2 groups call public programs for severe mental illness a 'disaster'


WASHINGTON -- In a harsh indictment of America's mental health establishment, two advocacy groups charged yesterday that public programs for people with severe mental illness are a "disaster" that leave 250,000 Americans untreated and languishing in shelters, on the streets and in jails.

The groups said only five states -- Vermont, New Hampshire, Rhode Island, Connecticut and Ohio -- provide even "minimally acceptable" programs for people with serious mental illnesses such as schizophrenia, manic-depressive disorder and severe depression.

Hawaii's programs were the worst, according to the report, while Maryland ranked near the middle of the pack -- criticized for a disjointed array of outpatient programs that leaves many patients untreated because they cannot figure out where to go to get help.

"Even if one's brain is working normally, it is virtually impossible to figure out [in Maryland] who goes where to get what, and to someone with psychosis the system must look completely byzantine," said the report, prepared by the National Alliance for the Mentally Ill and the Public Citizen Health Research Group.

Leaders of the two groups laid much of the blame on psychiatrists, charging that many of them got trained with public funds but then abandoned public programs that serve the poor to begin lucrative private practices.

Meanwhile, they said community mental health centers that receive public funds to provide free or low-cost services to the mentally ill are "an abysmal failure" because they spend little time serving the most troubled patients and much time counseling easier-to-manage patients about stress, anxiety and the difficulties of daily living.

"As long as this country continues to believe that it's all right for large numbers of people with serious mental illness to be on the streets, in jails and shelters, we will be shameful among the nations of the world," Dr. Sidney Wolfe, director of Public Citizen Health Research Group in Washington, said yesterday.

Dr. Fuller Torrey, a psychiatrist with Public Citizen, said many states offering salaries in the neighborhood of $130,000 cannot lure qualified psychiatrists to their hospitals and outpatient programs.

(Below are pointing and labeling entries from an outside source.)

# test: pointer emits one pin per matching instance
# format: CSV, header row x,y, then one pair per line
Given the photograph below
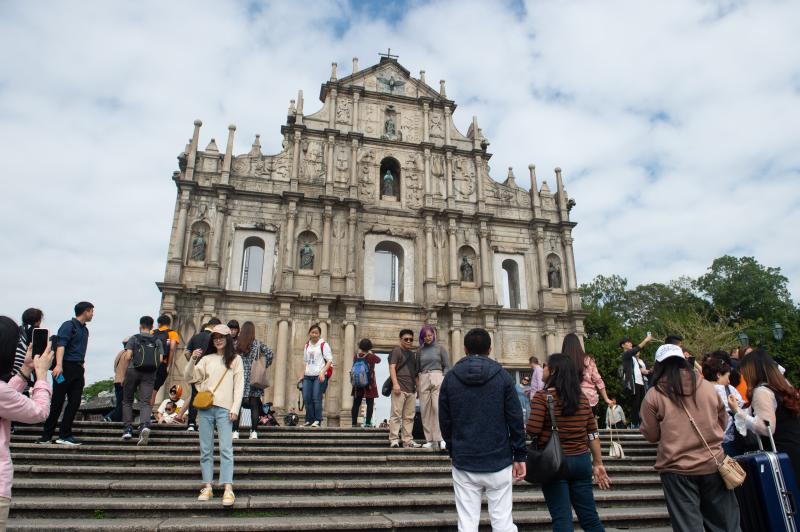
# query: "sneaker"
x,y
205,494
144,436
228,498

To fill the gap, the groups suggested that states launch pilot programs to train psychologists, physicians' assistants and nurse practitioners to write prescriptions for psychiatric medications -- a privilege given only to psychiatrists.

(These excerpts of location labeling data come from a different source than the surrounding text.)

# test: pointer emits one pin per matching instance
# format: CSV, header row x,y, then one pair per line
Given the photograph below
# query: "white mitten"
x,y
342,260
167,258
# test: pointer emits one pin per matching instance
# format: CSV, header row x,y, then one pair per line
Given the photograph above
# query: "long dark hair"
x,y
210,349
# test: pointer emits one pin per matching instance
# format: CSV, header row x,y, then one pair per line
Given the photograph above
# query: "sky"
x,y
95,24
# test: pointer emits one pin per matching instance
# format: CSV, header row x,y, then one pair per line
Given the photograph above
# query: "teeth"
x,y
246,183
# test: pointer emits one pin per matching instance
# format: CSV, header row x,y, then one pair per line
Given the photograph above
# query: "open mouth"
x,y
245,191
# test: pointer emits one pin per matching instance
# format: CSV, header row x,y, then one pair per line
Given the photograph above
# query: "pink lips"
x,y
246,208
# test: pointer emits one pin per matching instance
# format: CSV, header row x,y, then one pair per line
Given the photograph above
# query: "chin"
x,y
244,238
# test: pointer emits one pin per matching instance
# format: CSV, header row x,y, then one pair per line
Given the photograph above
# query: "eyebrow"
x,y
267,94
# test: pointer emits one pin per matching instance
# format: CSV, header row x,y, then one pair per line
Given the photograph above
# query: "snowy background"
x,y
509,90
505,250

They also suggested that states require psychiatrists, psychologists and psychiatric social workers to donate one hour a week of work to public programs. Also, the organizations called for withdrawal of federal and state funds from public mental health programs that fail to devote three-quarters of their resources to people with severe mental illness.

Stinging criticism of psychiatrists brought a swift response from the American Psychiatric Association.

"The invectives against psychiatrists do nothing but cloud the greater issue of providing a good 'systems approach' to care," said spokesman John Blamphin, adding that the burden of providing a wide range of services for the mentally ill rests primarily with government.

Mr. Blamphin said recent surveys of the APA's 36,000 members found that 20 percent already work in the public sector while members on average spend 3 1/2 hours a week delivering free care to patients.

Maryland ranked 16th in the assessment by the two groups but " actually landed closer to the middle of the pack because the report assigned the same ranking to groups of states that earned matching scores.

The state's 40 community mental health centers were faulted for devoting only half their time to the most troubled patients, but the report lauded a "client tracking system" in Baltimore that directs confused patients to services.

James Stockdill of the Maryland Mental Hygiene Administration said the assessment of the state was "exaggerated" but contained some truth.